January 31, 2007 at 8:34 am #4063
Valero open to selling Ohio refinery – sources
NEW YORK, Jan 25, 2007(Reuters) – Valero Energy Corp. , the largest refiner in the United States, is open to bids for its 160,000 barrel per day Lima refinery in Ohio, sources close to the company said on Thursday.
The refinery could be sold because of the heavy investment needed to upgrade the 121-year-old refinery, and strong competition from regional refineries running Canadian heavy, sour crude, which gives better margins than light, sweet crude.
“Valero is open to bids for the Lima refinery if the price is right, but it is not out in the market soliciting bids,” a source said. Mary Rose Brown, Valero’s spokeswoman, declined to comment, citing company policy of not commenting on rumors.
Valero owns and operates 17 refineries in the United States and Mexico, with a total refining capacity of about 3.3 million bpd. The Lima refinery, has a 40,000 bpd fluid catalytic cracker and 55,000 bpd catalytic reformer.
The refinery was expected to fetch about $1 billion to $1.5 billion, based on the market rate of $6,000 for every barrel per day refining capacity, said John Parry, a consultant at the energy consulting firm John Herold.
The potential suitors for Lima refinery were Canada’s Suncor Energy Inc., EnCana, Coffeyville Resources in Kansas, or investment banks, industry sources said.
“It (Lima) is an old refinery. It will need some major upgrading,” Parry said. “Valero may not want to invest a lot of money into the old refinery, especially when it has to compete with refineries in the Midwest, which run more competitive Canadian crude.”
ConocoPhillips’ Midwest refineries are running Canadian crude, and Marathon was expected follow suit. The Lima refinery is currently processing mostly sweet, and light sour crude.
“ConocoPhillips has locked in a deal with Encana for Canadian crude supplies, but Valero has not done anything yet,” Parry said. According to Valero’s Web site, the company began a study on a possible switch to heavy sour crude shipped from Western Canada when it acquired the refinery in 2005. A senior Suncor official said that the Canadian company was not targeting the Lima refinery or engaged in active negotiations for that refinery.
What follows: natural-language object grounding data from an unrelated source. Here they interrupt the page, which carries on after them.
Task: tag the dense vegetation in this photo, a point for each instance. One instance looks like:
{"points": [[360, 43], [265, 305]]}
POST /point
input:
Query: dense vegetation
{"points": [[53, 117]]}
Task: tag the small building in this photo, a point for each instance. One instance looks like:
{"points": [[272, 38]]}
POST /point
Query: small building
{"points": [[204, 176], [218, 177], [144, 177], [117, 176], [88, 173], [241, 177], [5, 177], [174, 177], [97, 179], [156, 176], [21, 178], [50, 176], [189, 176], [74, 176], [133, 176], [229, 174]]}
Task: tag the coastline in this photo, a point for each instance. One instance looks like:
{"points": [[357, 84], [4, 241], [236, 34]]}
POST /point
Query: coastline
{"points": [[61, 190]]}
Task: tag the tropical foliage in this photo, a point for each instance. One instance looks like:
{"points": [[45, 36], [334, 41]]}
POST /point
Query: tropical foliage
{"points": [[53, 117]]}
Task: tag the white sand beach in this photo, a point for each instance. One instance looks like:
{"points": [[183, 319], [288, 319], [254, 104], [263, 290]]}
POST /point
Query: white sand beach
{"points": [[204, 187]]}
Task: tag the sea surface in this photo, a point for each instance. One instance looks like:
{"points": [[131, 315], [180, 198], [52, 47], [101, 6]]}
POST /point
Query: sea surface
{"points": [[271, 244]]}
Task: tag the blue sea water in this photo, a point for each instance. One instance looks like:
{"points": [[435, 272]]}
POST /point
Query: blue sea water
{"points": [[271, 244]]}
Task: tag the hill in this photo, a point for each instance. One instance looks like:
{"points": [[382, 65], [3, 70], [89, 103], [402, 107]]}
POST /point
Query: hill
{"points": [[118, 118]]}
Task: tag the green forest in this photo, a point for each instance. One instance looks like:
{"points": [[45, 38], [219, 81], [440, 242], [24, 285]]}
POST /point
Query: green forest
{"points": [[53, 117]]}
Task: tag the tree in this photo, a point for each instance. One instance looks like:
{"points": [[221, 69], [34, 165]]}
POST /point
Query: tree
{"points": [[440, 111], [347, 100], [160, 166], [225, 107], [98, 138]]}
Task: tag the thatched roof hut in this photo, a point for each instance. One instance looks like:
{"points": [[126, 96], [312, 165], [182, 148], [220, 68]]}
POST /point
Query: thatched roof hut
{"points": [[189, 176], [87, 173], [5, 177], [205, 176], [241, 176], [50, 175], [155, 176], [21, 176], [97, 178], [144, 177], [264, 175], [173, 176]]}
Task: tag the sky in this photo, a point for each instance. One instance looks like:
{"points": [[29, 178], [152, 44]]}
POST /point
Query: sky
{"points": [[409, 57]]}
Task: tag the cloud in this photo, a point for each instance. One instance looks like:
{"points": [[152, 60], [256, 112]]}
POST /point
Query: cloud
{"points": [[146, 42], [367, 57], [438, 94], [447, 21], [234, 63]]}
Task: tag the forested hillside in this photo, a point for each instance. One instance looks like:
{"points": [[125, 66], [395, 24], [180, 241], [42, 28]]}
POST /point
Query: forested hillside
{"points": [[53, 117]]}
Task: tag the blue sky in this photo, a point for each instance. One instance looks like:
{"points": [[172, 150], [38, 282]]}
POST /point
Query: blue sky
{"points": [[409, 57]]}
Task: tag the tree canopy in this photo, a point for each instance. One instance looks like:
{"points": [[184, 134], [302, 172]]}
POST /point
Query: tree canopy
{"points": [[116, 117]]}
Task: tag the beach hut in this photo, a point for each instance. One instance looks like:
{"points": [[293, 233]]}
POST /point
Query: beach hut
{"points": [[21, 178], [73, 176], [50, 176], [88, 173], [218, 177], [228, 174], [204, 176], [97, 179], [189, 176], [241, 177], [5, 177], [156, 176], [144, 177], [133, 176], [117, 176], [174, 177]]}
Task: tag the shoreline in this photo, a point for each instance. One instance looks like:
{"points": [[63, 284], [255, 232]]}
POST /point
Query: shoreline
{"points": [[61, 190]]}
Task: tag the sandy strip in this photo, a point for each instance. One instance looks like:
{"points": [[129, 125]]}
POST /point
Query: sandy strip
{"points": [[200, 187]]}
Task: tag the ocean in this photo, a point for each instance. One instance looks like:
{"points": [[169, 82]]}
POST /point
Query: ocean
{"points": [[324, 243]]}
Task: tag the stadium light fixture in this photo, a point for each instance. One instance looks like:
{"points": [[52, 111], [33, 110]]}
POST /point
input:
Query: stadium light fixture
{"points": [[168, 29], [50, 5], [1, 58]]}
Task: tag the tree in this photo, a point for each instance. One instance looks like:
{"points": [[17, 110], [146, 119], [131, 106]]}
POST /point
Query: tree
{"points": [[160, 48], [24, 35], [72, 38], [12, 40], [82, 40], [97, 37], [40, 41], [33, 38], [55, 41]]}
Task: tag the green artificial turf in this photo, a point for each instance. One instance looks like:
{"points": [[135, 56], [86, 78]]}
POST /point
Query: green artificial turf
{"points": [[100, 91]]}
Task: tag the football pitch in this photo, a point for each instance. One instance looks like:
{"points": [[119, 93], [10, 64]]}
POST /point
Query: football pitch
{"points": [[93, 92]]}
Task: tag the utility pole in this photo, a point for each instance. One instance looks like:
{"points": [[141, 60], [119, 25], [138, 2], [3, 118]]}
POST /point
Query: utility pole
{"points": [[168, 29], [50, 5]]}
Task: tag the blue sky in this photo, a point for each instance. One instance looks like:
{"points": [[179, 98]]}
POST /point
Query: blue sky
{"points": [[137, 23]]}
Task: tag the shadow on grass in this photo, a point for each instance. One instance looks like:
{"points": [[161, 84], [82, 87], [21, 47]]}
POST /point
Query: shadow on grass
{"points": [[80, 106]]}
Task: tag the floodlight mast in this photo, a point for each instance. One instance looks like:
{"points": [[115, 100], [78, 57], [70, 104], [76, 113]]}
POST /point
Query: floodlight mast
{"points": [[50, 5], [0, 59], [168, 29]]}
Besides the preference for Canadian crude in the Midwest, Parry also pointed out the growing ethanol market could cut products demand in that region. Like ConocoPhillips, Valero could also be trying to sell some assets at the peak of the refining asset cycle, he said.
February 1, 2007 at 9:30 am #7471
It looks like the Valero expansion for Lima may be put on hold as Valero considers selling Lima Refinery. When Valero passed on Canadian bitumen crude supplies from EnCanada that it has not found supplier at a price it feels is competitive enough to invest upgrade capital into the 121 year old Sweet crude refinery and it cannot compete running on sweet crude. EnCanada has recently completed a joint venture with ConocoPhillips locking in its crude supplies into new coker additions that come online in 2007 at COP’s Borger & Woodriver refineries.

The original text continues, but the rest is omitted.